We also tried making smart decisions regarding the replication process: We added new nodes to the clusters, sure, but where we could, we implemented a disk switch that saved us some time (due to the binlogs already being present on the disk, therefore only having to replicate the delta between the start and finish of the disk switch process).


It was also at this point that we decided on a “no rollback” policy. Sure, we had a rollback plan if needed, but the official party line was that we do not roll back. Once we start the workflow - we don’t stop until we’ve moved the entire cluster to Graviton. This wasn’t blind faith though; it was backed by rigorous automated health checks that ensured any failure was caught and fixed forward immediately.


That mindset is what allowed us to move at such a fast pace.
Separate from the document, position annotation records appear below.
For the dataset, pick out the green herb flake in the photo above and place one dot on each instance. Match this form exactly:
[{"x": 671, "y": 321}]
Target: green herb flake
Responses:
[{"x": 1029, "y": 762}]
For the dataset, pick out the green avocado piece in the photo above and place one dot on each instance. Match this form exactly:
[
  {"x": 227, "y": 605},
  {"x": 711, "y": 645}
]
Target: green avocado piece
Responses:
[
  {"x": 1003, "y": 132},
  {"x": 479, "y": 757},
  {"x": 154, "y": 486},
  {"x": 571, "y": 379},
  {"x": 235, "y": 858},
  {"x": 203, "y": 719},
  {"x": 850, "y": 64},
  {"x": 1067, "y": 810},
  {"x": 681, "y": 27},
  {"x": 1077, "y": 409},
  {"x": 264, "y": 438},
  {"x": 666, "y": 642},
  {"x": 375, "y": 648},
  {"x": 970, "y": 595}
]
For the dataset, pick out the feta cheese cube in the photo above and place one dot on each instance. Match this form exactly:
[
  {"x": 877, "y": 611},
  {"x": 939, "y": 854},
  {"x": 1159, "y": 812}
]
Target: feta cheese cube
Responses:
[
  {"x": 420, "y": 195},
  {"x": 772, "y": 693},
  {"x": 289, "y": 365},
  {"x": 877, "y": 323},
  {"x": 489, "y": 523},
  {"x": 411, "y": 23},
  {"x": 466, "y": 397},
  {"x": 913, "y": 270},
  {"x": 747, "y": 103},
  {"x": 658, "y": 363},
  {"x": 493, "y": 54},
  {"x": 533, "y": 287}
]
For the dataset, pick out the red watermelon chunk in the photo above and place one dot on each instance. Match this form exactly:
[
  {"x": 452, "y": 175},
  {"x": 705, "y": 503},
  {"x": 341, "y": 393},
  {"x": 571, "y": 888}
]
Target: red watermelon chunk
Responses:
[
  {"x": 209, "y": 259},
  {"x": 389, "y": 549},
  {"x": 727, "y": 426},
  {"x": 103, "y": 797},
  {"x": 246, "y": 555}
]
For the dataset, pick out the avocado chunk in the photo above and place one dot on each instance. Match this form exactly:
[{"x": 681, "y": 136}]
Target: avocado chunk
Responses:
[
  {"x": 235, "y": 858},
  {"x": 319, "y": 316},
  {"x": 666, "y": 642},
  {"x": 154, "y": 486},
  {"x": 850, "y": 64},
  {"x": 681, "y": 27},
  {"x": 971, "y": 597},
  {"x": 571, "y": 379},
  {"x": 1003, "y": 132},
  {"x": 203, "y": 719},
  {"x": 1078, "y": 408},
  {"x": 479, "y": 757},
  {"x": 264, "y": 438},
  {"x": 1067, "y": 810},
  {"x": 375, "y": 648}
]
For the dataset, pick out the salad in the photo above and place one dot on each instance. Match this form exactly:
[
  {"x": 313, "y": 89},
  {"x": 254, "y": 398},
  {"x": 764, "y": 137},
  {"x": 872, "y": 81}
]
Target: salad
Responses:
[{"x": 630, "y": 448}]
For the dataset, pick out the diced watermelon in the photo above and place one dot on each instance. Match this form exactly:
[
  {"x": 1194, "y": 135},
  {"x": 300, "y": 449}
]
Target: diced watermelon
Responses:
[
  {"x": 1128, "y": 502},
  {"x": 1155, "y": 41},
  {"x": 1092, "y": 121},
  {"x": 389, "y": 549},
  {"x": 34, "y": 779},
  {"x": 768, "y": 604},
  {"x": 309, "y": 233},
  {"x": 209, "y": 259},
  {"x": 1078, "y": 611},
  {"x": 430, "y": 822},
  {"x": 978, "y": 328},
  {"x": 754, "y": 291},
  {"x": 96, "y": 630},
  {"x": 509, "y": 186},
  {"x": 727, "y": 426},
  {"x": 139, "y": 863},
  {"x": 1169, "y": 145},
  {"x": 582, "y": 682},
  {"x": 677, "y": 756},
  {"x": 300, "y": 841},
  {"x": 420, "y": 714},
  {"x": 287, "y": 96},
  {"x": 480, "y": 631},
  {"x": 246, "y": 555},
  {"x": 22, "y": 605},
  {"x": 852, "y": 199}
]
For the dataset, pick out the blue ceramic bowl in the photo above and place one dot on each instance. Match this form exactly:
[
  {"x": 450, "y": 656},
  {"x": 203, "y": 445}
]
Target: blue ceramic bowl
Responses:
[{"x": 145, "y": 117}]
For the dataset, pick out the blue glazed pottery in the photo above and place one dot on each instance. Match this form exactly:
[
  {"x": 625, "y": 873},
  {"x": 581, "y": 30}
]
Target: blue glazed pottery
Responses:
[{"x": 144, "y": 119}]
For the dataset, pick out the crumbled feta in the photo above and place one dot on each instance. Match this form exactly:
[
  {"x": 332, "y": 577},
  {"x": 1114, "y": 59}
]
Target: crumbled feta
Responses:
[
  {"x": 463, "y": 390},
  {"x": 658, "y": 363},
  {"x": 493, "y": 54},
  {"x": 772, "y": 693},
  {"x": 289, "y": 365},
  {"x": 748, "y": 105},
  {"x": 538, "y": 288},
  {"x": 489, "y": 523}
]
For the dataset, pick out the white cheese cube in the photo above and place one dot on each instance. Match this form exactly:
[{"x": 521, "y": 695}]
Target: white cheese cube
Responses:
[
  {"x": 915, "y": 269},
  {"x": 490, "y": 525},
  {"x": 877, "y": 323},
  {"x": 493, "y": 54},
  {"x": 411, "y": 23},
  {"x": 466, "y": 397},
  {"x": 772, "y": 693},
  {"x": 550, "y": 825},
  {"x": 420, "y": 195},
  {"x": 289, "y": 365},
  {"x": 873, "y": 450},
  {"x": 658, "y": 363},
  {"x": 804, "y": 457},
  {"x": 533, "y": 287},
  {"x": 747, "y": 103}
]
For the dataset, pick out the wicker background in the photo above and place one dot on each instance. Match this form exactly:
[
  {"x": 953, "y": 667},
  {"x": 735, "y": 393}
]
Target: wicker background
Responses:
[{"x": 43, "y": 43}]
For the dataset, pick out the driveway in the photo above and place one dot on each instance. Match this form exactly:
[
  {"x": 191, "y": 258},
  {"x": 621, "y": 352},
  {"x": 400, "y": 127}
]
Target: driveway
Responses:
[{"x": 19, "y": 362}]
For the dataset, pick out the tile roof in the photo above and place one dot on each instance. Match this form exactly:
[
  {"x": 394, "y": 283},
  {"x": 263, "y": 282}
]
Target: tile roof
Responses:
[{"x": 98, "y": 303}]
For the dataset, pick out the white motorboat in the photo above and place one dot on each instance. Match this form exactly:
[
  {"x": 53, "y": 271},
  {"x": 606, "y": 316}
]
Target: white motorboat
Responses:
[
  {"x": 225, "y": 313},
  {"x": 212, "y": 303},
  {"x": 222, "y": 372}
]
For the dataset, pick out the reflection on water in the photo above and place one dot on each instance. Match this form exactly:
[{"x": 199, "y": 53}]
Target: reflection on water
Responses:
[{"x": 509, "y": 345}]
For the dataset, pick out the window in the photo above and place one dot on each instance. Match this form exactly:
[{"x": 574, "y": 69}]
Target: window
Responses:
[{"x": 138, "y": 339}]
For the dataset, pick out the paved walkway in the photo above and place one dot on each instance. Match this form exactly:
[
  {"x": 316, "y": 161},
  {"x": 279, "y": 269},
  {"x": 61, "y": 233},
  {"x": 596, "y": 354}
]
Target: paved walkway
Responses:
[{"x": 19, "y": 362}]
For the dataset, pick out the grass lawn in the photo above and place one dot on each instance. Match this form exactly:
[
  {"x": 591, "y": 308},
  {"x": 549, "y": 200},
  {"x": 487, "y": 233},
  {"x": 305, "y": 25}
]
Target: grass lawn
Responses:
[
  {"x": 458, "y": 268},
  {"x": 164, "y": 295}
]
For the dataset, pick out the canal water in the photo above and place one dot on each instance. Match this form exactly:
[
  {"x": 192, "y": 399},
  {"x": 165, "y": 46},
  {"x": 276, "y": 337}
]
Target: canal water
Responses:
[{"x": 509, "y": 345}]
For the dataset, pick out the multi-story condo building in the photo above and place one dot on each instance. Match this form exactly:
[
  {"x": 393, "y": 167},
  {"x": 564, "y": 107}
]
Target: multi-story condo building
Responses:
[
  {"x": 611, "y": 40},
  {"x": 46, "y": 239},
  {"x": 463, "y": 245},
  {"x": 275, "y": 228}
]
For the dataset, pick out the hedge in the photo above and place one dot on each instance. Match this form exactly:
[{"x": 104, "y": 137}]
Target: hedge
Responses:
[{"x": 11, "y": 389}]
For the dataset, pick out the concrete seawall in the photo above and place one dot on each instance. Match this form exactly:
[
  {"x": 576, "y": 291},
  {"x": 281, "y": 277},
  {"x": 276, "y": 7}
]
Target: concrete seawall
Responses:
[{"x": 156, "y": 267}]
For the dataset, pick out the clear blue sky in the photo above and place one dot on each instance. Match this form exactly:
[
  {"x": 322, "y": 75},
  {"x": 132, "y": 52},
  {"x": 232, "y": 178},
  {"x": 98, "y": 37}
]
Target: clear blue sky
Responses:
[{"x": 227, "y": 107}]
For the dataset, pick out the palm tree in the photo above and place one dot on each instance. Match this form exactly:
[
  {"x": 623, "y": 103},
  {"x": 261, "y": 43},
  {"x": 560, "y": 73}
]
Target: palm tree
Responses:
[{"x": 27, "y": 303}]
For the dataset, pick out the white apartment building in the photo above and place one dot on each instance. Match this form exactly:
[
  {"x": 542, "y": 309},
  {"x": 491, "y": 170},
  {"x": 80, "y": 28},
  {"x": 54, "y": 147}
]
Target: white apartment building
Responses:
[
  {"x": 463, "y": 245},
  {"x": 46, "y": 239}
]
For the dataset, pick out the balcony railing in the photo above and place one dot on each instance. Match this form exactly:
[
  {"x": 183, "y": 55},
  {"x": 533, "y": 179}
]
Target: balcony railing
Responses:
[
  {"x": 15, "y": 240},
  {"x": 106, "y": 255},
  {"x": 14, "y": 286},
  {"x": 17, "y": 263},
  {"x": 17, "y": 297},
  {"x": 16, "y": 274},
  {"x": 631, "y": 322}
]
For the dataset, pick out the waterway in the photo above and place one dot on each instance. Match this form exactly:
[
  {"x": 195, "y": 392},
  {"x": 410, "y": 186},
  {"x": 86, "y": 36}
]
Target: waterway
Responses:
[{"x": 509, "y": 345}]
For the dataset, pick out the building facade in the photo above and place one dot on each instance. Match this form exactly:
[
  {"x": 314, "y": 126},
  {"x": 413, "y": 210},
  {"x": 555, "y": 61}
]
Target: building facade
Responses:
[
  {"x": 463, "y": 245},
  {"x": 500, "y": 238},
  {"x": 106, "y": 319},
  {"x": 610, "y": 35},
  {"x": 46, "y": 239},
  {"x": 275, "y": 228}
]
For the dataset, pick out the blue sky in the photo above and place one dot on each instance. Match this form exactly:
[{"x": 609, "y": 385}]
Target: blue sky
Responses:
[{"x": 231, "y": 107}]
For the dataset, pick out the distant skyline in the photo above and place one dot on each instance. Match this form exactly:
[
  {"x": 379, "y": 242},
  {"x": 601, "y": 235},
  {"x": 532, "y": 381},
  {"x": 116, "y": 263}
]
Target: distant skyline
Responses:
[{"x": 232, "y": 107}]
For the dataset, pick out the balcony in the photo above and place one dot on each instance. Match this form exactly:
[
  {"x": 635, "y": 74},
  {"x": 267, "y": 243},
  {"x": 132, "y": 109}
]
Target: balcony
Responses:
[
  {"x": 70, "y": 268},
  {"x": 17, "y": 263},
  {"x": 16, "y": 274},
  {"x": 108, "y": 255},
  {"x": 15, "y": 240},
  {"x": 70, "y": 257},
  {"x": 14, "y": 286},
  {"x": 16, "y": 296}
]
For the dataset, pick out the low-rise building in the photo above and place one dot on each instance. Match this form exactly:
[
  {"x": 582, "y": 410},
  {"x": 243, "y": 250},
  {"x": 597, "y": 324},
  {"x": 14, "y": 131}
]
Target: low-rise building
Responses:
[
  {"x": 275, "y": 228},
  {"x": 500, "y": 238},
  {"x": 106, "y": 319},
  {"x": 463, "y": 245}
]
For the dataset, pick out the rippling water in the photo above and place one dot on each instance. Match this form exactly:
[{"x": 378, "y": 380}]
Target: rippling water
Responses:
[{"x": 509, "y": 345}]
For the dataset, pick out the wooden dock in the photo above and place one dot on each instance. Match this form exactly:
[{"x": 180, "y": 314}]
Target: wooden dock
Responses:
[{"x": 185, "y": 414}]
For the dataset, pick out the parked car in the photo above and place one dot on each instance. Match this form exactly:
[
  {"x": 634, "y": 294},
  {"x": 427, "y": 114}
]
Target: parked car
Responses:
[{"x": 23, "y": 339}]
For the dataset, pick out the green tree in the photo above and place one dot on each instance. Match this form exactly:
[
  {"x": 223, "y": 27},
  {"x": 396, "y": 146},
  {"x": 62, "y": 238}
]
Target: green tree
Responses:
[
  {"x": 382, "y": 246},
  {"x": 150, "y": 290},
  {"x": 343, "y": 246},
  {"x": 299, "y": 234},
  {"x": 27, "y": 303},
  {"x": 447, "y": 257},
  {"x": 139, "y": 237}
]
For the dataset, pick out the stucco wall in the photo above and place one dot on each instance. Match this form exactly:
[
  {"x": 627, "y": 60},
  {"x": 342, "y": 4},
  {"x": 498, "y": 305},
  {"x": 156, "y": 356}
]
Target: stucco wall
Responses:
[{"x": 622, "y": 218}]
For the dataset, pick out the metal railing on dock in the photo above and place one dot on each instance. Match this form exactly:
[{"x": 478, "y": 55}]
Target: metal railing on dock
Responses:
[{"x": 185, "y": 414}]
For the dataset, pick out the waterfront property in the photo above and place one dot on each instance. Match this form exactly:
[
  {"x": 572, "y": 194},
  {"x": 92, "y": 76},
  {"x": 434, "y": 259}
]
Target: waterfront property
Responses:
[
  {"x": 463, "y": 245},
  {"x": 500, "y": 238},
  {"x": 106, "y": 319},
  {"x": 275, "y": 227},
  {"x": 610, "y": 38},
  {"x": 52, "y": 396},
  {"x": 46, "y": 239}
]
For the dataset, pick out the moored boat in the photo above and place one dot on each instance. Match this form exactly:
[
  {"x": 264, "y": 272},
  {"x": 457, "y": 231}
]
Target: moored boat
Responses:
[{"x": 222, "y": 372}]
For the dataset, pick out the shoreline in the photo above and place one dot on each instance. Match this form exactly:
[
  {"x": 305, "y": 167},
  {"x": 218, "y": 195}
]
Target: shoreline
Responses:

An issue, error in the workflow, or a simple mistake didn’t stop the process, on the contrary - it expedited fixes and made sure that the next runs would be even smoother. 


While the workflows were being built, the DB team started to map our MySQL clusters and start working on a rollout plan. This included separating clusters into three tiers by load on the cluster, sensitivity of data and the data size itself, keeping the more sensitive clusters for the end.


Once all the pieces were in place, the process was fully automated, and ran on our Internal Developer Platform (IDP), meaning that from the moment we started working on a MySQL DB cluster, all the DBA had to do is monitor the situation from time to time to make sure we didn’t have errors in the process (and if there were, to contact the DevOps or fix the issue on their own).


We have encountered several edge cases during the rollout, such as clusters with very sensitive query cache usage that had query execution time issues, but we pushed through and worked through these challenges, in order to finish this as best and as quickly as possible.


The Results


In the end, the process took as about a month, with the end result being a full on migration of all of our production serving MySQL nodes to Amazon Graviton CPUs, a reduction of ~15% in the MySQL compute costs and up to ~50% reduction in CPU utilization.


We also made sure to consolidate availability zones in each Region to further save on AZ data transfer costs, and had the less expected outcome of lowering our total core usage by 500 cores as well as reducing the total IOPs and throughput being used by our MySQL clusters’ disks by 160K and 9K(MB/s) respectively.



Graviton


That’s nice - but what did we learn from the project?


  1. Perfect is the enemy of progress: The design wasn’t air-tight, we could’ve perfected the process in the design stage even more, but in the end that would’ve hindered both our growth and our speed. We ran the process, we found issues, we fixed those issues, we moved on to finish way ahead of schedule.

  2. A project within a project: We could’ve simply migrated the clusters to Graviton and be done with it, but we took the extra step to look into our clusters and find overprovisioned nodes that we can downscale and shrink. This helped us reduce our total cores usage by 500(!) cores as well as reducing the IOps and throughput usage of our disks.

  3. The whole is greater than the sum of its parts: DBAs, DevOps and developers worked together on the project, using each other’s expertise in order to create a working, automated solution which is fast, and seamless for our users. This couldn’t have been done the way it was done by each team on their own, and that cooperation created a faster and more efficient process.


As Wix keeps growing and changing, we realize that Wix Engineering’s principles of growth and speed apply to everything we do - whether it’s developing new tools for our users or improving the infrastructure costs of our Databases.